Unlike its companion volume, Armies of the Middle Ages, volume 1, this book deals largely with geographic areas that are almost as remote from the English-speaking world today as they were in the 14th-15th centuries. Written information on those regions is, as a result, in very short supply, and generally when it reaches our shores it is in an alien language or alphabet with which most of we lesser mortals are entirely unfamiliar. This book is therefore an attempt to fill a somewhat larger gap than any of the others I have written, but at the same time it omits rather more than it includes since proportionately little contemporary material has managed to survive the ravages of the last 5 centuries, and what has survived 500 years of foreign occupation, Turkish invasions, Balkan wars and peasant revolutions is largely available only in its original language. Most of what is included here is therefore culled from English or French books and translations studied over an extended period in Cambridge University Library, for access to which I am deeply indebted to the Library authorities. Other people to whom I owe my thanks for assistance directly or indirectly rendered include Phil Barker; the late Alan Nickels; Dr Erwin Schmidl; Dave Alsop; Dr David Nicolle; Peter Sherwood of the School of Slavonic and East European Studies; Roman Olejniczak, for his usual invaluable help on mediaeval Polish warfare; and the authors of all the books listed in the bibliography, and others besides, without whose own research in a difficult field of study this volume would not have been possible.
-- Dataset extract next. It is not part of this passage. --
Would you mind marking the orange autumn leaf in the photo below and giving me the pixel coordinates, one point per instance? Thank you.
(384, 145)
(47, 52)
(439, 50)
One thing that did become apparent as my research proceeded was that this book could easily have been called ‘Armies and Enemies of the Ottoman Empire’, since of all the nations or political entities it covers only the peoples of India never came into conflict with the Ottoman Turks during this period. Indeed, there are very few pages in this book on which some allusion or reference to the Ottoman Turks does not occur somewhere. It is the Balkans that captured my particular attention, however, where in the mid-15th century charismatic historical figures such as Scanderbeg, Dracula and Janos Hunyadi led wonderfully colourful armies against the Turks; theirs was a world which, once it had fallen, was never to re-emerge in its original form, even after the collapse of the Ottoman Empire in Europe in the late-19th century.
As in volume 1, foreign terms are set in italic type where they first occur but thereafter usually appear in Roman. Though many variants occur, I have adhered to contemporary spellings for personal and place names wherever possible, except where a modernised spelling has become widely accepted. In addition, in keeping with modern parlance I have chosen to use the terms ‘Mongol’ and ‘Tartar’ interchangeably, historically inaccurate though this is.